Hong Kong-Canton service by bus just around corner

A through bus service between this British colony and the Chinese city of Canton will be starting up in mid-year. Travelers will be able to make the journey in four to five hours, and by next year Hong Kong will be linked by bus via Canton to other centers in Guangdong Province.

The venture is being undertaken by a jointly owned Hong Kong-China company and is seen by government officials here as a further significant step in the process of establishing a modern system of passenger transport between Hong Kong and the Chinese mainland.

Already jetfoil watercraft are speeding tourists from Hong Kong to Canton. In another major step, the Kowloon-Canton Railway (KCR), passing through the Lo Wu border crossing, is being modernized.

KCR planners expect than within 10 years more than half a million passengers a day will be rolling by rail between Hong Kong and Canton at speeds of 75 m.p.h. aboard electrified multiple-unit trains, compared with the maximum 45 m.p.h. of today's antiquated rolling stock.

Negotiators of the bus deal with China report eagerness by Canton representatives to establish a reliable road link with Hong Kong. Intensive work is underway on upgrading highways in the region.

The bus service will begin operation on existing roads. Then, as new highways are brought into play in Guangdong, routing of buses elsewhere in the province will become more ambitious.

If the Hong Kong-Canton passenger bus venture proves a success, the same joint company intends to expand into land- and sea- freight operations and later to branch into airfreight activities as well.

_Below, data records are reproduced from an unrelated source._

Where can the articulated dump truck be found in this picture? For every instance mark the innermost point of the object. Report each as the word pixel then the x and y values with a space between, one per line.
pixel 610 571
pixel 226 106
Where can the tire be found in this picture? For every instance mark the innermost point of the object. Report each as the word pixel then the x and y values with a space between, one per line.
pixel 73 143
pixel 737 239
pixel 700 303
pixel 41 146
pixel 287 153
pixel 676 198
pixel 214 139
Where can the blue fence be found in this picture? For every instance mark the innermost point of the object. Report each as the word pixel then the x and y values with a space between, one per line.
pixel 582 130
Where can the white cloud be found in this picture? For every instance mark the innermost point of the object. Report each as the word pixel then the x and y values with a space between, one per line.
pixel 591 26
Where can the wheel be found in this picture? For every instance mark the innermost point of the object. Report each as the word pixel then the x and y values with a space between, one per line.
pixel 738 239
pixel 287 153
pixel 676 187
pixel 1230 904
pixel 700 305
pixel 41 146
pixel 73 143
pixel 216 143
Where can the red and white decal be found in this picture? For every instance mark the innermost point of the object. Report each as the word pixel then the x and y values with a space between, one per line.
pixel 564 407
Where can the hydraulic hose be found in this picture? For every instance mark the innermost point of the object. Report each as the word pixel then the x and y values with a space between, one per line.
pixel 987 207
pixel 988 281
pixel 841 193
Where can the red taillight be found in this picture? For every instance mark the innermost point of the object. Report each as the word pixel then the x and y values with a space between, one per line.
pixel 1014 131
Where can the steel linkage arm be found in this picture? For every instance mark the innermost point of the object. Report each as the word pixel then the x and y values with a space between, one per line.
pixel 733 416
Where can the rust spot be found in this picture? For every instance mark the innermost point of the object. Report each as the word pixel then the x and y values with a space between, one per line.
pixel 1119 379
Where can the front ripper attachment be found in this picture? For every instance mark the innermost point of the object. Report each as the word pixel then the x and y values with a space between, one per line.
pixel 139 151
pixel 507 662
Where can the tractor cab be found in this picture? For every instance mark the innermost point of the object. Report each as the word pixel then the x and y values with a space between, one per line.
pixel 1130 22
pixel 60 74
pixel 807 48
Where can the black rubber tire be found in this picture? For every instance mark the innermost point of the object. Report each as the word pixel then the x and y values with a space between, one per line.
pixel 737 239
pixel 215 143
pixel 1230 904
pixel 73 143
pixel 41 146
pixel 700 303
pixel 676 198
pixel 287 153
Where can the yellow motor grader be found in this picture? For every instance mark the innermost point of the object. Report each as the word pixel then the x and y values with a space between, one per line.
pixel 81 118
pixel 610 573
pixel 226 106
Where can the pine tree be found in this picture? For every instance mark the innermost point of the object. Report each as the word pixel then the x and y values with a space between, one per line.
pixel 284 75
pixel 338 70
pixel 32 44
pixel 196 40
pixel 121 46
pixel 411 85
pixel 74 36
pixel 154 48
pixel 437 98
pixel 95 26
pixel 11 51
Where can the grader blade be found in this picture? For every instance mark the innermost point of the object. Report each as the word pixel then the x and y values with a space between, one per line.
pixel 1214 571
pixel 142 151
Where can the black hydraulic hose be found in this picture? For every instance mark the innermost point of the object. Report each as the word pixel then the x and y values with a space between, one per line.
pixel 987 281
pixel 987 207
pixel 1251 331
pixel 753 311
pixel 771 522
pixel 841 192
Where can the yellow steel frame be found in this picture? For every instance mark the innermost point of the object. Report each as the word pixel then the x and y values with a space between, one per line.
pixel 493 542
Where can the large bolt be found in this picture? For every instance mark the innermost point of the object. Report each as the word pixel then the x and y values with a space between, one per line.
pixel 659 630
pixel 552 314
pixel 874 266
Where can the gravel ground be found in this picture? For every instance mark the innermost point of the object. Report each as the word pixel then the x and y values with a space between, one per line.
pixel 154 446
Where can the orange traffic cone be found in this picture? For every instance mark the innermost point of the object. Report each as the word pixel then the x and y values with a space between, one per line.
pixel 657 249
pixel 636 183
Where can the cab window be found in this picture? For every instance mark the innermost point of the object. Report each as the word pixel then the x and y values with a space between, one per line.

Hong Kong government sources say the new bus service will require more intensive monitoring of passengers passing in and out of China -- especially out. Security forces will have to be on the lookout for illegal emigrants who may seek to hop a bus from Chairman Hua's China rather than make a dash across the land frontier by foot or swim to Hong Kong, as some do at present.

But the security problem is not expected to be severe and is outweighed by the prospect of more relaxed movement of people between the colony and China, using established means of transport.

The Hong Kong government is solidly behind the scheme to modernize the Kowloon- Canton Railway. Since through passenger service (without walking across the bridge at Lo Wu to change trains) was reinstituted last April after a 30-year interval, passenger traffic has been rising steadily.